The simplest approach would be to use the Ares I second stage. However, the ultimate goal would be a reusable design which would re-enter after one orbit, somewhere over the Gulf of Mexico, and hopefully fly all the way back to the Cape.
One approach would be to replace the outer skin after each mission. A blunt heat shield on the nose and an inflated cone of thermal blankets at the rear would suffer the brunt of the heat and drag. The final landing would use parachutes.
NASA once experimented with magnetic shielding for re-entry vehicles but never really pursued it. One interesting design uses two magnetic booms/probes on the ends of relatively stubby wings (more of a lifting body). These probes would extend beyond the front of the stage. The tips of the probes are magnetic poles, and the ions from the shock wavefront will be deflected away from the probes themselves. The body of the stage would ride behind the shock waves from the probes.
In addition, by directing positive ions downward and electrons upward there is a net lift generated (due to the difference in mass). The skin of the vehicle needs to be able to store an electric charge, and this only works during the early portion of the re-entry. This design would also need parachutes.

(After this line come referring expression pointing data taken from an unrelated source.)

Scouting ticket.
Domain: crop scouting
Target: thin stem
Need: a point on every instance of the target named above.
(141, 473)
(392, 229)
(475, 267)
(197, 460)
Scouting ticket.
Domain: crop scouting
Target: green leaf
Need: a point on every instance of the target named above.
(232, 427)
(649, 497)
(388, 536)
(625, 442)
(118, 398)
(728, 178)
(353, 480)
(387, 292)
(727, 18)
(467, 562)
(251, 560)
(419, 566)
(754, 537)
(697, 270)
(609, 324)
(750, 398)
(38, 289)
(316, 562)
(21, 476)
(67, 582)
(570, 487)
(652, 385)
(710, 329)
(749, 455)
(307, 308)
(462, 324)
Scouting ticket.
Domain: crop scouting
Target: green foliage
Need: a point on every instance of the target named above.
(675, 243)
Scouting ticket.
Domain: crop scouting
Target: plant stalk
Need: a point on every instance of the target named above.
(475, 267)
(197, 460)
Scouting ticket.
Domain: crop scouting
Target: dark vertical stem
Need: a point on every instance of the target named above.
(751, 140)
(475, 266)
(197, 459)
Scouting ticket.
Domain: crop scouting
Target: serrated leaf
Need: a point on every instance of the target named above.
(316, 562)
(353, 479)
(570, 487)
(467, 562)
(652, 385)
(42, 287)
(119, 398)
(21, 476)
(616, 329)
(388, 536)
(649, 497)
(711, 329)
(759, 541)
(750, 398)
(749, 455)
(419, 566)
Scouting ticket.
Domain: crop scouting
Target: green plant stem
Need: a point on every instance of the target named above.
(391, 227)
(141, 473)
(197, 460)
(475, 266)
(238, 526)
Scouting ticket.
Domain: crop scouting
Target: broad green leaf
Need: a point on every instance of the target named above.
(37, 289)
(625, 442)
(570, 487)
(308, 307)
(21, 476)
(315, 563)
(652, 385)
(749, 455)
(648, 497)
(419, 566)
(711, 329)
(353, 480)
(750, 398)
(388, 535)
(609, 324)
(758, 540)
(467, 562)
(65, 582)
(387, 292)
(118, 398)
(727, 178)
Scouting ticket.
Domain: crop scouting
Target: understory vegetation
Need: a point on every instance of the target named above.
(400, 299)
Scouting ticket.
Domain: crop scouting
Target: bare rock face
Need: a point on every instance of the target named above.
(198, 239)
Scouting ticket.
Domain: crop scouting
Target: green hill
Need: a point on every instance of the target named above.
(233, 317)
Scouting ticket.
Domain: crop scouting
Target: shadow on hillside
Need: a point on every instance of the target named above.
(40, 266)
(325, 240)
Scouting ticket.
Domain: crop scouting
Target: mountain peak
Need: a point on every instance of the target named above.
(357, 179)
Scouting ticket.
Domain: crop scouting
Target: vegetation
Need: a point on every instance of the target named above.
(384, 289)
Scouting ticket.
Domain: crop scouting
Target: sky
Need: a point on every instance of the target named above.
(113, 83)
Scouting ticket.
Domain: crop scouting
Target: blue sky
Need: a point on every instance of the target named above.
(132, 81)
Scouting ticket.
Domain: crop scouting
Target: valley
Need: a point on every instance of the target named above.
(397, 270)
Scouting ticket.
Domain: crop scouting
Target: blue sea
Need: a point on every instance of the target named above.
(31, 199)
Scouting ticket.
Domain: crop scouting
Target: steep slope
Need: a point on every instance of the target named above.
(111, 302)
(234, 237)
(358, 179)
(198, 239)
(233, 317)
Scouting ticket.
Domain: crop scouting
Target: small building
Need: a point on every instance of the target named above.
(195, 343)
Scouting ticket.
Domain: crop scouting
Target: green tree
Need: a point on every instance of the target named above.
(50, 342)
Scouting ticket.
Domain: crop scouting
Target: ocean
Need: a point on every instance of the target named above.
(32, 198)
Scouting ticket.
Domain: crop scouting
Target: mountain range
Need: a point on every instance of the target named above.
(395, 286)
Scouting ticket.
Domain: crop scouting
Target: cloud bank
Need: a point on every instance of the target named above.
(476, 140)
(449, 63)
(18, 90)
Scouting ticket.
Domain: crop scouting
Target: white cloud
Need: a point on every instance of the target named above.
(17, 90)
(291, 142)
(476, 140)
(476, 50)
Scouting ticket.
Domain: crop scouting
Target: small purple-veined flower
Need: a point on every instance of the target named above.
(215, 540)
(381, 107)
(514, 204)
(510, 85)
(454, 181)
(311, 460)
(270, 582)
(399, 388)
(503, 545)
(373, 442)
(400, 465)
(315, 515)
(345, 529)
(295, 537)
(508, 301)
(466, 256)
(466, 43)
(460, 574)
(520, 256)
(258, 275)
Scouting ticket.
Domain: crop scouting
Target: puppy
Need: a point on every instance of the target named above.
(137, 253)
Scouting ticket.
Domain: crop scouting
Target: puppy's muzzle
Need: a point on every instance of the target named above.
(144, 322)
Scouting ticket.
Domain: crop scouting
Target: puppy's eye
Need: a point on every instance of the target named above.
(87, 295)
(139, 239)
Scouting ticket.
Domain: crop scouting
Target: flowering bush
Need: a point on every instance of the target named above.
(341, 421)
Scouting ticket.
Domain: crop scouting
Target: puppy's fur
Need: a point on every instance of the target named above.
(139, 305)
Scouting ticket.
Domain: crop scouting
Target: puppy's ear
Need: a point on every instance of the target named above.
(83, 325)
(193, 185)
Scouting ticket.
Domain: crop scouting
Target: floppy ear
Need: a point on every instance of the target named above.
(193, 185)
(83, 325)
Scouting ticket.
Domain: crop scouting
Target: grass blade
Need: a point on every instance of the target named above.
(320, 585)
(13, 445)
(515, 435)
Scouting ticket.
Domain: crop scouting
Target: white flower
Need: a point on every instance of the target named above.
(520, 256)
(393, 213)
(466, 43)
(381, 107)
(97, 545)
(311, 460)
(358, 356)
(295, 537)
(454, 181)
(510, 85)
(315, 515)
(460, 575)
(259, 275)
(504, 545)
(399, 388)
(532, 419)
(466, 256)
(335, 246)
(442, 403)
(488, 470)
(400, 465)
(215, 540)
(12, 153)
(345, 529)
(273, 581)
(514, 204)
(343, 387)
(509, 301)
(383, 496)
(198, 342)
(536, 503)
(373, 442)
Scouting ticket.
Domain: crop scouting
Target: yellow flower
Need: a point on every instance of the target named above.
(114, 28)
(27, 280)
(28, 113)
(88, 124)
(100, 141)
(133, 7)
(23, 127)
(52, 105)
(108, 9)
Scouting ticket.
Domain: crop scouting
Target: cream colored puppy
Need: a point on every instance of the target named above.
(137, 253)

Of course one could use a design similar to the existing shuttle (replacing the crew and cargo with fuel tanks). I'm partial to a design which uses a downward dihedral delta wing. At high speed it traps air between the wings, generating compression lift. When the flaps are lowered it would turn into a ground-effect wing. The goal is to remain in the thinnest part of the atmosphere until well below Mach 5. The main problem is the asymetrical mass and drag during launch.

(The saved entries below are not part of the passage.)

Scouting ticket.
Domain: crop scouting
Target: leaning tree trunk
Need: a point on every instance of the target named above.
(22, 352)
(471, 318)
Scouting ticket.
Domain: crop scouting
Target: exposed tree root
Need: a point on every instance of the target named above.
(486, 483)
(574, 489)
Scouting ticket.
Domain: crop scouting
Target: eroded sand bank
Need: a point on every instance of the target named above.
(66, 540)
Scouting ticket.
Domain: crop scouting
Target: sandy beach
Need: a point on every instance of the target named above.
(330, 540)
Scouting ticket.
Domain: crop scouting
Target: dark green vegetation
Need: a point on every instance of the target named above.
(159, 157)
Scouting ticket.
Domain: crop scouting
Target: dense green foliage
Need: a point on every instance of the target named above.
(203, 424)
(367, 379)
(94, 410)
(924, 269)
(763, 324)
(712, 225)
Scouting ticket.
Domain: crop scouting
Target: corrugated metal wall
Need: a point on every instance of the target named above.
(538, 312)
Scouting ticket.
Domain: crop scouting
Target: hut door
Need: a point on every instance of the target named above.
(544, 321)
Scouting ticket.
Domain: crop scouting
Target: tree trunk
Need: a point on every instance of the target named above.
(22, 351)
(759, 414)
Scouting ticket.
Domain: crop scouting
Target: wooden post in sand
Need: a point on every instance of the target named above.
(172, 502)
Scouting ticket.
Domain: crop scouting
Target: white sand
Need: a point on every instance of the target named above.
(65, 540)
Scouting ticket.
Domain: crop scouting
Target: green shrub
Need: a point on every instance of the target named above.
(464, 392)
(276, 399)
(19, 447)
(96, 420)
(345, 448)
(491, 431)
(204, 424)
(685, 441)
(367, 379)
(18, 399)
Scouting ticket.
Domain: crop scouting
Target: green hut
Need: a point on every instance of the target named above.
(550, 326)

The only reasonable location for the payload is on the nose of the second stage. (The Soviet Buran design makes no sense whatsoever, except to look like the shuttle.) It makes control easier and will avoid damage from ice debris. There will also be less damage if the first or second stages fail. The only problem is that one may need a lengthy adaptor between the payload and the nose of the second stage.
For a manned payload, it should be noted that the tradeoff between a winged re-entry vehicle and a blunt capsule depends on the size of the vehicle. To justify a shuttle-like design would require combining cargo and crew (or a LOT of passengers), whereas from a safety perspective or mass limit it might be better to use separate missions for cargo and personel.